One of the most discussed topics about NiCad’s is whether or not they have a ‘memory’. The idea of a charge memory came when they started using NiCad batteries in satellites where they were typically charging for twelve hours out of twenty-four for several years.¹ After several years it was noticed that the battery capacity has seemed to have declined severely, and while still operable, they would only discharge to the point that the charger would typically kick in, and then would drop off as if they were completely discharged. For the typical consumer this does not have a large effect, however, we do recommend fully discharging the NiCad you are using before recharging.

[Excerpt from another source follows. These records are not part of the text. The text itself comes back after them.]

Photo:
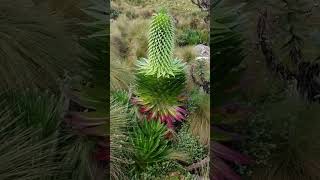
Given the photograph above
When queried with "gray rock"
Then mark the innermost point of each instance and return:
(202, 50)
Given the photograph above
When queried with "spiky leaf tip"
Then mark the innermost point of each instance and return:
(161, 44)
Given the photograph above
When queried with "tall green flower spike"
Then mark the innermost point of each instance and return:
(160, 48)
(160, 80)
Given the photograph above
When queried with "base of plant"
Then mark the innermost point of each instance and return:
(169, 116)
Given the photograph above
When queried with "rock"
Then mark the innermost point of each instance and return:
(202, 50)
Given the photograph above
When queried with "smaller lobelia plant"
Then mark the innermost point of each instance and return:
(160, 79)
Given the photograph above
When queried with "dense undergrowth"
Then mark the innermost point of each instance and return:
(157, 47)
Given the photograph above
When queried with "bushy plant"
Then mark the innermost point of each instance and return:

Occasionally completely draining (but NEVER short circuiting) a NiCad can prevent the on setting of this mysterious battery ‘memory’. An effect with similar symptoms to the memory effect is what is called the voltage depression or lazy battery effect. This is caused by frequent overcharging of the NiCad. You can tell this is happening when the battery appears to be fully charged but discharges quickly after only a brief period use. This is not the memory­ effect, which is limited to NiCad batteries alone, but is something that can happen to any battery, and is almost always from overcharging. Occasionally this can be fixed by running the battery through a few very deep discharge cycles, but doing so can reduce the overall life of the battery. NiCad batteries are the only battery chemistry that benefit from completely discharging before recharging.

Proper Disposal

NiCad batteries contain Cadmium, a highly toxic ‘heavy’ metal. Never burn NiCads, and never throw them in the trash or break them open. Always recycle NiCad’s at an official NiCad recycle place. As long as NiCads are kept sealed, and never short circuited or severely over charged, NiCad batteries are perfectly safe to use, and do not vent toxic material. If a NiCad battery is treated well, it should last to the 1000 cycle mark. Speed charging NiCads can slightly shorten their life span, as can extended improper storage.

Summary

While limited in application, NiCad batteries are an exceptional choice for all of your cordless power tool requirements. There are other chemistry batteries coming online as technology marches on, however the best bang for your buck, insofar as Power Tool replacement batteries, still lies with this tried and tested battery type.